“Hello everyone. For those of you that don’t know me: ”
- I am a lover of all things beautiful, I like surprising people with baked goods, and I am the person that genuinely gets excited when I hear the words “we’re going to do an icebreaker!” in group meetings.
- I pride myself in my planning abilities and find comfort in having plans made, and I am having a hard time deciding what I will be doing three months from now.
- I believe that our friends and family should always be prioritized in our lives, but am still learning how to take care of myself.
- I understand the work that needs to be done in this world to create an alternative future, but I have learned how to find joy in simplicity and use that to fuel my life.
“I have also found that it is much better when we do this work together, so I am so grateful that we are here today. To honor what we have learned and to celebrate with each other the joy of graduation. But I also believe that we are here to remember that we all hold contradicting truths about ourselves. Turns out graduating isn’t synonymous with figuring everything out. And that is okay. Because we have learned how to use our complex identities as the foundation of our leadership narratives. And we can use that to navigate through the ambiguities of the next steps we will take.”
“With my time today, I would like to share with you three lessons that I have learned that will help us all with our transitions.”
“The first lesson is that leadership is hard. And I’m not talking about back in the 3000-level course when we had the overlap between complexity paper and one community project hard. I’m talking about the push-back or skepticism we will face from future coworkers, bosses, and community members when we attempt to implement what we have learned and explain its potential for positive change. When we enter new environments and things aren’t running how we’d like we have two choices. We can tell ourselves “what the minor believes and what I have experienced must not be true.” OR we can say “Maybe they haven’t felt what I have felt and done what I have done, and I can be the one to show them.” And we know that being the one to create change is harder than adapting to the new system. But if you are choosing to take on the identity of leader, then you have to remember that leaders commit to taking on that work. You have to be willing to giving your time, energy, and intention to the places that need it most. Yes, leadership is hard. But thankfully, leadership isn’t too hard. And the good news is we have learned many skills to help us achieve change.”
“I was once told, “when you start see yourself as a gift, everything changes.” If you’re thinking to yourself, “wow, that is vague, poetic, and sounds like David Hellstrom said it” you are right. After trying to make meaning of this, I decided that a gift was two things: something unique and something that is given freely with asking of nothing in return. Once you see your strengths, skills, and knowledge as a gift, your confidence to take action becomes simplified. By doing this you give yourself permission to offer everything you have without fear of rejection. It reminds me of one of my favorite quotes. “Even after all this time the sun never says to the earth “you owe me.” Look what happens with a love like that. It lights the whole sky.” This is the second lesson: you are a gift.”
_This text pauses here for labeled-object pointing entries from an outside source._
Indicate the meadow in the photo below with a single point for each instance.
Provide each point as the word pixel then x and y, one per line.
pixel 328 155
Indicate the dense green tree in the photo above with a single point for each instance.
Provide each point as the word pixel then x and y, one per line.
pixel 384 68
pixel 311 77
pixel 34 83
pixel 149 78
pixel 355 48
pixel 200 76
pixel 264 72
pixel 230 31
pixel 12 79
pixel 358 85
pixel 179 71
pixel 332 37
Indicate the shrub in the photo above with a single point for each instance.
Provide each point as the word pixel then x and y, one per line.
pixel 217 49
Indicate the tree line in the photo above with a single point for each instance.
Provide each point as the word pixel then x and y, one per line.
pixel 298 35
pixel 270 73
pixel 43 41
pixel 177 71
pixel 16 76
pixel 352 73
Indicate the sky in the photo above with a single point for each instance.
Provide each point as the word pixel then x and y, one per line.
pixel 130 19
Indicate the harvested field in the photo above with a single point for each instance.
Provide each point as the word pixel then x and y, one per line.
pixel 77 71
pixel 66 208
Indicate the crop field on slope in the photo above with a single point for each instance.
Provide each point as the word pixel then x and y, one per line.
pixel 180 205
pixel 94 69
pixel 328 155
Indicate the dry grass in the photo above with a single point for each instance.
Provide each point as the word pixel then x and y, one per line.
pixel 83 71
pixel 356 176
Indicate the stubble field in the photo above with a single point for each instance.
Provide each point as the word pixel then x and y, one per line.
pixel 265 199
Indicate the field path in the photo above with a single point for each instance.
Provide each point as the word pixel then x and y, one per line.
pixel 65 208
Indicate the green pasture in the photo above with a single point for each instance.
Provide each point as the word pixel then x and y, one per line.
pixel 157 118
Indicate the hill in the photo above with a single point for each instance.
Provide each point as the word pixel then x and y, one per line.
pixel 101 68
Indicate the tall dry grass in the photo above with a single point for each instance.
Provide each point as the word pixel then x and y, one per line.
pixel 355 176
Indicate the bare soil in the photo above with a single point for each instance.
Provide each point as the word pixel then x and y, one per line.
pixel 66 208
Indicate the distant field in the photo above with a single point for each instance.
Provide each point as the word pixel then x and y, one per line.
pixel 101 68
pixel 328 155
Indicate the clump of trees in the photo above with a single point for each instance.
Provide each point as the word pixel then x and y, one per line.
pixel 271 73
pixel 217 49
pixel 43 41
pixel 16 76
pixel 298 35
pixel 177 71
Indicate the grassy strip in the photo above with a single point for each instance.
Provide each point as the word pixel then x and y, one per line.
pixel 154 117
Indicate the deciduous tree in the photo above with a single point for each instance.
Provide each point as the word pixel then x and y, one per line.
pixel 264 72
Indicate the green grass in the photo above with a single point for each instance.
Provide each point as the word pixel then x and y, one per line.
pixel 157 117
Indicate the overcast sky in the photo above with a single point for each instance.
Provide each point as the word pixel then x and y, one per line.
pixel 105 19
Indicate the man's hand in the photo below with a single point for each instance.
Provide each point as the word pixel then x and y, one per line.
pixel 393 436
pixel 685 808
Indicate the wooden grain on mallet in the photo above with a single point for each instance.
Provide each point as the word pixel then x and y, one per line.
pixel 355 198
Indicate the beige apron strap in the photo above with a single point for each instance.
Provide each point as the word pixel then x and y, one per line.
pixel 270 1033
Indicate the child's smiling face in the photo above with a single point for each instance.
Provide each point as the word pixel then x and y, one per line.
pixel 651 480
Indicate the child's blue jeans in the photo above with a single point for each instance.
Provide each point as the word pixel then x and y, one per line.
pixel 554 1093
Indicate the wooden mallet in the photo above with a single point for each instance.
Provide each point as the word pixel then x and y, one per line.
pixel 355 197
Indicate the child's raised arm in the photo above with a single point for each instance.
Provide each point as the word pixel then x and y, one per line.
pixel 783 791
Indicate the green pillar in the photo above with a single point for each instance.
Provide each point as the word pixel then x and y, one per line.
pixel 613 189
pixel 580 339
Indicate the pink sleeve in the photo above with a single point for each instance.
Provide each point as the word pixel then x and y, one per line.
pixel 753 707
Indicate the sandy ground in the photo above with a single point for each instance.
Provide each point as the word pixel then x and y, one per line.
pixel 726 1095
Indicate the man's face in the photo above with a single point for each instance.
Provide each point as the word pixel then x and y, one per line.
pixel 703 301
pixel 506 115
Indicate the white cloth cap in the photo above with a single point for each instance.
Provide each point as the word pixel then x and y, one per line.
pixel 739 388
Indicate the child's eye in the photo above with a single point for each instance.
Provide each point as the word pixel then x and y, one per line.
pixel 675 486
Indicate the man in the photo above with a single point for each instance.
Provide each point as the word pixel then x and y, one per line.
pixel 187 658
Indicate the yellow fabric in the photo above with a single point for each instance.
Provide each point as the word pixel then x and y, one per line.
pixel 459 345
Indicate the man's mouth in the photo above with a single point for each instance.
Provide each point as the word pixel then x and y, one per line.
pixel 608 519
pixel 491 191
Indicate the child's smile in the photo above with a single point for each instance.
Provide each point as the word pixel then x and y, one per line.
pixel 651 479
“I have one more lesson to share with you that will make leadership more possible. My favorite reading from the four courses was “Sacred Heart.” It beautifully articulates the abundance of opportunities for leadership in our everyday lives. And how we can choose to embrace these possibilities as we wish, knowing that the work is difficult. They conclude with, “May you enjoy with a full heart the fruits of your labor. The world needs you.” And it does. It needs your intention. Your time. Your care. Your passion. But it doesn’t need only you.”
“Which brings me to the third lesson: We must remember the importance of each other. And that everyone else is also a gift. We each bring a new light to the world. So go out and find the other people that care about the change that needs to happen. Margaret Wheatley’s book is not called turning to your textbook or turning to research. It is turning to one another. We have each other. The people in this space. Our fellow leadership nerds, our mentors, instructors, family, and friends. The people who love us and would do anything for us. And we will have many more people in our lives that we don’t know yet. Future coworkers, neighbors, and friends. But that’s only if we stay open to the possibility that they may care just as much as we do.”
“My hope is that you trust your intuition, knowledge and abilities to create a world you want to live in. And that you trust in people around you. That you remember you are a gift. You can be the sun that lights up the sky by being generous and kind. That you remember to find each other in moments of uncertainty and in moments of celebration. And perhaps above all, I hope that in your future endeavors, you remember to follow the joy.”
Tijen Petersen graduated in the Fall of 2017 with a Bachelor of Science in Mechanical Engineering and minor in Leadership.
She danced for the University of Minnesota Ballroom Dance Competition team for five years. She loves being a part of the Leadership Minor community and hopes to stay involved for years to come.